Wahai orang-orang yang gelap mata dan hatinya,

Pernahkah kau dengar kisah Penduduk Basrah yang kekeringan? Mereka
sangat merindukan air yang keluar dari celah-celah awan. Sebab terik
matahari terasa sangat menyengat, padang pasir pun semakin kering dan
tandus. Suatu hari mereka sepakat untuk mengadakan Shalat Istisqa yang
langsung dipimpin oleh seorang ulama di masa itu. Ada wajah-wajah
besar yang turut serta di sana, Malik bin Dinar, Atha’ As-Sulami,
Tsabit Al-Bunani. Shalat dimulai, dua rakaat pun usai. Harapan
terbesar mereka adalah hujan-hujan yang penuh berkah.
Namun waktu terus beranjak siang, matahari kian meninggi, tak ada
tanda-tanda hujan akan turun. Mendung tak datang, langit membisu,
tetap cerah dan biru.

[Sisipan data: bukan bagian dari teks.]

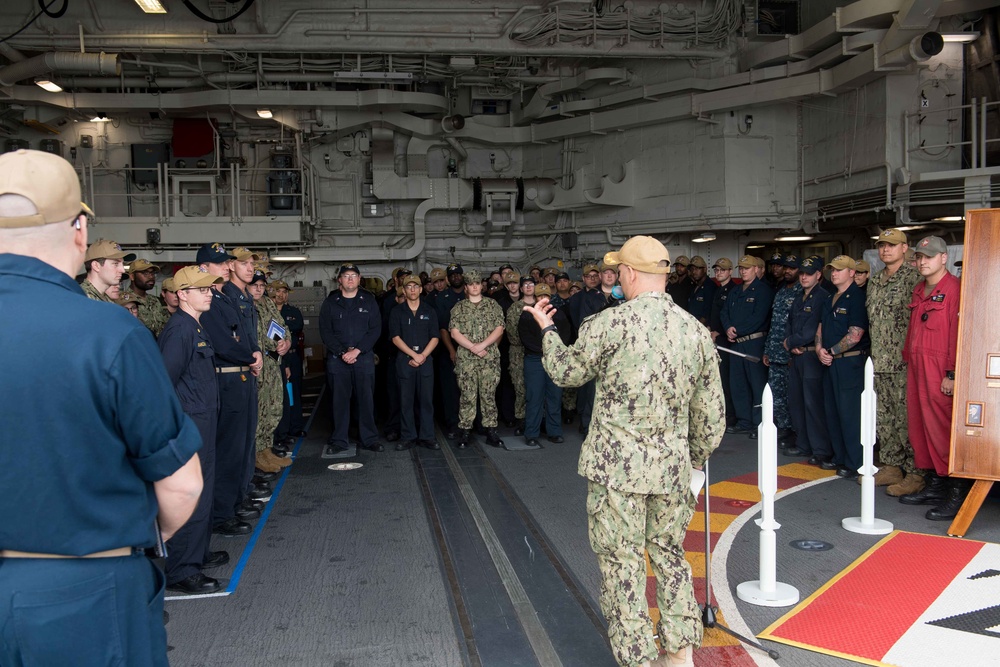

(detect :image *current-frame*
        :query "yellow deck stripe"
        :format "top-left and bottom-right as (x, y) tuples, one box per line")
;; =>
(779, 462), (839, 481)
(707, 481), (762, 502)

Dalam hati mereka bertanya-tanya, adakah
dosa-dosa yang kami lakukan sehingga air hujan itu tertahan di langit?
Padahal kami semua adalah orang-orang terbaik di negeri ini?
Shalat demi shalat Istisqa didirikan, namun hujan tak kunjung datang.
Hingga suatu malam, Malik bin Dinar dan Tsabit Al Bunani terjaga di
sebuah masjid. Saat malam itulah, aku, Maimun, seorang pelayan,
berwajah kuyu, berkulit hitam dan berpakaian usang, datang ke masjid
itu. Langkahku menuju mihrab, kuniatkan untuk shalat Istisqa
sendirian, dua orang terpandang itu mengamati gerak gerikku.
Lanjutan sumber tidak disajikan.